Era un tipo limpio mi amigo y así lo evidenciaba su piel lechosa y lampiña. Cabello arreglado, lacio e inamovible, como el temperamento de su dueño. Nunca se le descarriaba ningún pensamiento, parecía carecer su cerebro de esa zona cenagosa y mórbida de la que manan, en cantidades iguales, los fangos de la sublime creatividad y las aguas picadas de la simple demencia. Y, sin embargo, se decía artista, mi amigo, no obstante su falta de amargura, de muelas cariadas. Y, ciertamente, lo era, escribía complejísimos poemas, ganaba premios de novela, se le reconocía en el país.

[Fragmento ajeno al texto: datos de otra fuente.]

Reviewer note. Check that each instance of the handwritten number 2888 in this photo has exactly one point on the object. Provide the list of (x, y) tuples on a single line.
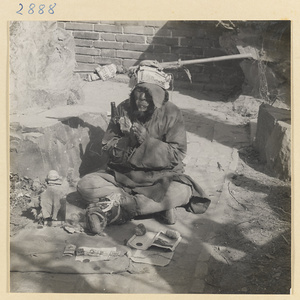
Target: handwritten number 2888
[(40, 10)]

Tuve otro amigo que, en cambio, contó con todas las ventajas, con la personalidad maniaca y el desaseo voluntario, pero no conseguía escribir, de su neurosis sólo salían gritos y rasguños, y, a veces y con suerte, una que otra narración estrafalaria. Pero, en general, su exageración y locuacidad lo único que le acarreaban era problemas, imaginarios la mayoría, mas no por ello menos agobiantes que los reales. Conservaba esa vieja idea de que el alcohol concedía genio y se emborrachaba escribiendo versos. Ninguno era suficientemente bueno y lo sabía pero no creía que fuera culpa del hada verde sino suya por no saber escucharla adecuadamente.
Ambos están muertos hoy, enterrados tres metros bajo mi piel, el primero se mató y al segundo lo maté. O, quizás fue al revés.